The most well-written, ethically thoughtful science fiction I have ever read is the work of Gene Wolfe's Tales of the New Sun. While I'm guessing you mean sword and sorcery as fantasy as opposed to spaceships and high tech, I'm going to say that this is science fiction. It is something else though, it is a deep rumination, told from the first person, about power, and it is told at a distance from a technical explanation about the science involved, much of which is alien and inexplicable. It is in the end a human fiction, a man's long journey into becoming legend through many travels and adventures in a strange land (that may be Earth) but billions of years into the future. It is about the conflicts on a planet of many races that live with a mix of tribal and medieval kingdoms - a planet whose sun has been dying and has lost its ability and knowledge of space travel, and a man whose story is wrapped up in growing conflicts as he gathers mysterious powers. Nothing shiny though. Way better than LoTR.

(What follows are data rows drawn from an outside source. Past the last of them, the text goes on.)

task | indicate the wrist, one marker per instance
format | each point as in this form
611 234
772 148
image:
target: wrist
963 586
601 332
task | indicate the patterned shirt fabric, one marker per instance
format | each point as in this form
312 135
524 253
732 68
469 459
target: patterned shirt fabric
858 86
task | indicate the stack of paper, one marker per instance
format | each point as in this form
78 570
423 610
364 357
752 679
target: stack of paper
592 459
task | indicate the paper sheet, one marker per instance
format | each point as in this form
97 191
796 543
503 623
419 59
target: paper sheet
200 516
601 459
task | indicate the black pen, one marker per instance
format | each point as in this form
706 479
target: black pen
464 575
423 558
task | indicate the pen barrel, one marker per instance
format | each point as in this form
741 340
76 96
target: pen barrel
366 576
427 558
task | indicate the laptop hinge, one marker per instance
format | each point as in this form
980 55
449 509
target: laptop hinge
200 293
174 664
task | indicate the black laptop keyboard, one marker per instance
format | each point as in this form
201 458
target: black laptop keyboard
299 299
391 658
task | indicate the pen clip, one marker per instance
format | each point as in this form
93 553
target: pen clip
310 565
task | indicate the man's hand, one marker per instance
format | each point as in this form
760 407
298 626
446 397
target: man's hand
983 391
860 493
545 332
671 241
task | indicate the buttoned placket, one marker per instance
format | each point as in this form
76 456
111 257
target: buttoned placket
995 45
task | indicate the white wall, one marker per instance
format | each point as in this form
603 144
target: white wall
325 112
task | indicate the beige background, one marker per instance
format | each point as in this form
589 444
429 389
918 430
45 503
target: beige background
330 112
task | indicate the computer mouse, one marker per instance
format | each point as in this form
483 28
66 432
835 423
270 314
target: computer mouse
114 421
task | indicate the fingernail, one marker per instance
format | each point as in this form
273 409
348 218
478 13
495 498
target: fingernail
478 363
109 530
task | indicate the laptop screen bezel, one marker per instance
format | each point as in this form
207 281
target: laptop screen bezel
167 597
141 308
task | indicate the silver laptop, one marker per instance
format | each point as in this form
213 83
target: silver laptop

Then this wouldn't be complete without Charles Stross, who is the single most brilliantly twisted mind in the world of sci-fi. The Laundry Series is great near future, spy-thriller involving a guy named Bob who is a computational demonologist on a hapless mission to save earth from gibbering horrors in other dimensions. But the other works of Stross are great because he envisions the universe as a can of hideous worms in which humans are amusing in their struggles. It really opens up your mind and pours sludge in.